2 get probation in use of faulty plane

Prosecutor: Propellers, engines salvaged from plane that had crashed.

- By Jane Musgrave Palm Beach Post Staff Writer

WEST PALM BEACH — Two men who conspired to put an airplane with rusted and corroded parts into the sky were placed on probation Tuesday for falsifying documents to make sure the Federal Aviation Administra­tion didn’t know about the scheme they hatched at the Lantana airport.

U.S. District Judge Robin Rosenberg sentenced the mastermind of the plan, pilot Ulipiano Luis Amy, 63, to six months of house arrest in addition to three years of probation. Formerly of Miami Springs, Amy is now caring for his elderly parents in Puerto Rico and will serve his house arrest there.

James Schiller, who operated Palm Beach Aviation Services out of Palm Beach County Park Airport in Lantana, was placed on probation for two years. Schiller, 53, who lives in Lake Worth, will lose his FAA certificat­ion as an aircraft mechanic.

Amy had already been grounded for health reasons but Rosenberg ordered the permanent revocation of his pilot license.

The sentencing comes two weeks after Robert Charles “Chas” Brady, the owner of Beach Aviation Services, pleaded guilty in U.S. District Court to four charges in connection with an illegal charter service and flight school he operated out of the Boca Raton Airport and Pompano Beach Airpark.

While Brady’s pilot license was revoked in 2016, the 36-year-old Fort Lauderdale man continued to give flying lessons and manned the controls of numerous charter flights, FAA officials said.
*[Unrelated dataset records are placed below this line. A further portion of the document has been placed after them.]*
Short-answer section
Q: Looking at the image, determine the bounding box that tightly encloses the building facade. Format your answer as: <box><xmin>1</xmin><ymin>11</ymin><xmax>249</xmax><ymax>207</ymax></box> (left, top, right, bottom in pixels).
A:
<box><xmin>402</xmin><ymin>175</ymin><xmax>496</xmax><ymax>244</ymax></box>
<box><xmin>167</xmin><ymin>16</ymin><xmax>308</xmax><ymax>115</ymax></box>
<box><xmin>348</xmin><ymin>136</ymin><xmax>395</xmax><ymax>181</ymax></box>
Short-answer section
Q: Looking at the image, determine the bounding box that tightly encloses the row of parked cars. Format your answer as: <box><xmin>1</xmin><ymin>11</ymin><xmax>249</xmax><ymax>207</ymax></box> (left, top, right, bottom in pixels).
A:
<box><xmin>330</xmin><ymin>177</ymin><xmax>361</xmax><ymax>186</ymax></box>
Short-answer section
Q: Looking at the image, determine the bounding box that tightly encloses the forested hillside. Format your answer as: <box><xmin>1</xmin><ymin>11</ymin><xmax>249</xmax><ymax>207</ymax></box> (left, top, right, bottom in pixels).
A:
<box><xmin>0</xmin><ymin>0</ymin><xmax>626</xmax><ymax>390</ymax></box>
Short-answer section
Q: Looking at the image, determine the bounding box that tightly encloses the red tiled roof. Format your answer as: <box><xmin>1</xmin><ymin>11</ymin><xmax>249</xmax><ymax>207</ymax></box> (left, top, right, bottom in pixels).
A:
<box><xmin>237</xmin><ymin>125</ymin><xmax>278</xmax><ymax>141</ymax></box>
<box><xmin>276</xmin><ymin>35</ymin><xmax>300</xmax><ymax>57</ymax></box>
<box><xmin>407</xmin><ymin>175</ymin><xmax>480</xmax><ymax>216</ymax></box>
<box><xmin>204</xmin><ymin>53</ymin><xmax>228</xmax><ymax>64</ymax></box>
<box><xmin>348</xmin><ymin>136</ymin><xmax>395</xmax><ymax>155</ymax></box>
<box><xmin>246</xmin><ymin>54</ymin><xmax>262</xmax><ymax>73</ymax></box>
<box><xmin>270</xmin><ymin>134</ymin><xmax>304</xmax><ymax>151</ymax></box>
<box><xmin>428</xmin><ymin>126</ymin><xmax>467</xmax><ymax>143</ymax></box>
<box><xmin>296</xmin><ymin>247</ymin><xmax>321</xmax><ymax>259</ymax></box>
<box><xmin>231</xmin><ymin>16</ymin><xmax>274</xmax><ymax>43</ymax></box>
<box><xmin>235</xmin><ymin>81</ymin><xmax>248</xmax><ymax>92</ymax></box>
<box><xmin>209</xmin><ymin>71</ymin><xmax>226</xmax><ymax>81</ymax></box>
Many student pilots learned that FAA will not honor the training hours they received at his flight school.

Brady faces a possible 20-year prison term when he is sentenced May 16 on charges of wire fraud, falsifying records and two counts of operating an aircraft without an airmen’s certificat­e. About 10 years ago, Brady served a 17-month state prison sentence for defrauding people while masqueradi­ng as a Harvard-educated lawyer.

Amy pleaded guilty in December to charges of conspiracy to commit aircraft parts fraud and registrati­on violations involving aircraft. Schiller pleaded guilty only to the conspiracy charge.

The scheme began in 2012 when Amy agreed to pay Schiller $10,000 to install propellers and engines that were salvaged

from an aircraft that crashed in the Dominican Republic, a federal prosecutor said. As part of the deal, Schiller sold Amy the fuselage of a Areo Commander 500 plane that had been scrapped by its former owner due to severe corrosion.

Amy paid Schiller about half of the promised amount and then flew the plane to the North Perry Airport in Pembroke Pines and then to the Miami Executive Airport to escape detection, said U.S. Attorney Gregory Schiller, who is no relation to James Schiller.

For about four years, Amy submitted phony documents to FAA officials to hide the history of the plane. The investigat­ion began when the propellers of the plane hit the tarmac at the Miami airport when the landing gear collapsed. No one was injured.

Amy faced a maximum 18-month prison sentence, and prosecutor Schiller pushed Rosenberg to put Amy behind bars. The judge spurned the request, saying the chances that Amy would commit another similar offense were slim given that he no longer has a pilot license.

The plane, long deemed “unairworth­y” by FAA officials, will be donated to George T. Baker Aviation School, where students at the Miami public vocational school can work on it, prosecutor Schiller said.